My apologies if this has been discussed to death in the past, but what is the current feeling amongst solvers about uniqueness strategies (such as uniqueness rectangles, and BUG)?

I must confess that I do not like these strategies, and in some ways they feel "wrong".

When one is using "standard" strategies, including the various "wings", "chains" and "fishes", then really you are just applying the basic Sudoku rule in more-or-less sophisticated ways. You are presented simply with a grid, and you analyse it until you find the solution array that fits it. If it turns out that there is no solution, or multiple solutions, then you curse the compiler (or perhaps feel superior), but you accept that there are such things as human error and typos.

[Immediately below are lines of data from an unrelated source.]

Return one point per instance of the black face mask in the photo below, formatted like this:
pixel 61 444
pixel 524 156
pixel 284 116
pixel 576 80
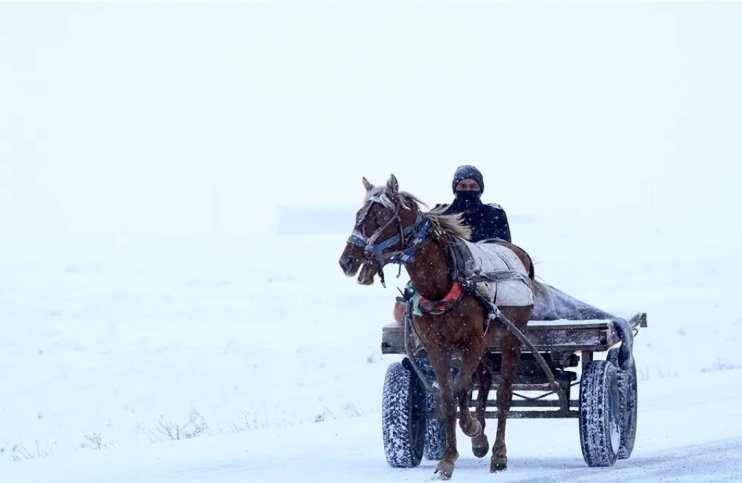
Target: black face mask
pixel 467 199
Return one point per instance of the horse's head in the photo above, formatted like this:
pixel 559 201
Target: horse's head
pixel 383 224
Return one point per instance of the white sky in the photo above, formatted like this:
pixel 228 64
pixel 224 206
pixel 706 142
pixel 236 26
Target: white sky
pixel 127 117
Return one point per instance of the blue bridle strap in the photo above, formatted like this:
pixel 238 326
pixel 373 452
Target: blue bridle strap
pixel 409 253
pixel 421 224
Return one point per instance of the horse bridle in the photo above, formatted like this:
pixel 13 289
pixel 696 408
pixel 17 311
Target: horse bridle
pixel 375 252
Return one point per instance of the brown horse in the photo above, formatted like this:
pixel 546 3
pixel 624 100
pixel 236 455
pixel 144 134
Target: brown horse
pixel 390 228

With uniqueness strategies, though, there is another element. You are assuming that the puzzle is correct, in the sense that there is a unique solution, and then using this assumption to eliminate possibilities and so find this solution. You are relying on the infallibility of the puzzle compiler. This is a different kind of logic from the standard strategies - a different level of meta-logic really. For one thing, if the puzzle actually was wrong, then the technique would be invalid and might lead to errors - you might think you had found a solution when you hadn't.

I cannot decide whether I dislike these strategies more or less than using trial-and-error (which is, of course, yet a different form of logic - though perhaps more closely related to the "standard" strategies than the other).